AdaGC¶

Implements AdaGC, Adam with adaptive per-tensor gradient clipping.

AdaGC stabilizes large language model pretraining by clipping each tensor's gradient against an exponential moving average of its own past clipped gradient norms. During an initial warmup the clipping is global and the threshold \(\gamma\) tracks the running minimum of the clipped norms; afterwards each tensor is clipped locally relative to its own history. The clipped gradient then drives a standard Adam update.

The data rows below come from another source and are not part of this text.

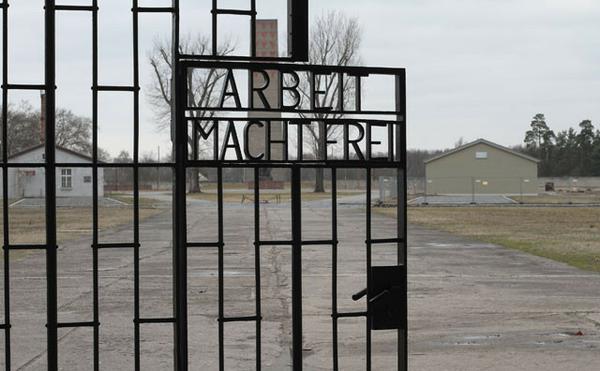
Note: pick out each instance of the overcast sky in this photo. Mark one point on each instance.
(475, 68)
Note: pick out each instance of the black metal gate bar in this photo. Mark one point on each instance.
(50, 177)
(257, 270)
(95, 240)
(179, 135)
(334, 259)
(220, 269)
(368, 262)
(296, 209)
(401, 211)
(5, 224)
(136, 192)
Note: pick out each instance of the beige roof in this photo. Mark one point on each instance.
(483, 141)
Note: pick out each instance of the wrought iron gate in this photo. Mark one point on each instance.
(386, 292)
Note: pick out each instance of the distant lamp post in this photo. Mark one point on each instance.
(521, 181)
(428, 181)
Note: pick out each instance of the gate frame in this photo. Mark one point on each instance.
(298, 35)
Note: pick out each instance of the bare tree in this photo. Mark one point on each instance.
(334, 40)
(201, 88)
(25, 130)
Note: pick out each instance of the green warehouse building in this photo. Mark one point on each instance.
(481, 167)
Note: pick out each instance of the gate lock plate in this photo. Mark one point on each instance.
(387, 298)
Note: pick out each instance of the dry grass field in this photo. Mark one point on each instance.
(27, 225)
(567, 234)
(561, 198)
(238, 196)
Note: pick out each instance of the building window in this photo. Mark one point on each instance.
(66, 179)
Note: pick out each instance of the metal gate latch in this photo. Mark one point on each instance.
(386, 298)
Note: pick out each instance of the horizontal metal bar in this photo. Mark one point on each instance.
(273, 243)
(203, 61)
(87, 164)
(24, 86)
(233, 12)
(116, 88)
(295, 120)
(77, 8)
(240, 319)
(354, 164)
(147, 9)
(349, 315)
(116, 245)
(394, 113)
(77, 324)
(318, 242)
(303, 164)
(237, 58)
(25, 247)
(154, 320)
(385, 240)
(204, 244)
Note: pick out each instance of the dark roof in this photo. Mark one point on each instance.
(70, 151)
(482, 141)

\[ \begin{aligned} h_t &= \min\!\left( \frac{\lambda_{\text{rel}} \, \gamma_{t-1}}{\lVert g_t \rVert}, 1 \right) \\ \hat{g}_t &= h_t \, g_t \\ \gamma_t &= \beta \gamma_{t-1} + (1 - \beta) \lVert \hat{g}_t \rVert \\ m_t &= \beta_1 m_{t-1} + (1 - \beta_1) \hat{g}_t \\ v_t &= \beta_2 v_{t-1} + (1 - \beta_2) \hat{g}_t^2 \\ \theta_t &= \theta_{t-1} - \eta \, \frac{m_t / (1 - \beta_1^t)} {\sqrt{v_t / (1 - \beta_2^t)} + \epsilon} \end{aligned} \]

where \(g_t\) is the gradient, \(\hat{g}_t\) the clipped gradient, \(\gamma_t\) the per-tensor exponential moving average of clipped norms, \(\lambda_{\text{rel}}\) the relative clipping threshold, \(\beta\) the smoothing coefficient, and \(m_t\), \(v_t\) the Adam moments. During the first warmup_steps iterations the clipping factor uses the absolute threshold, \(h_t = \min(\lambda_{\text{abs}} / \lVert g_t \rVert, 1)\), and \(\gamma_t = \min(\gamma_{t-1}, \lVert \hat{g}_t \rVert)\).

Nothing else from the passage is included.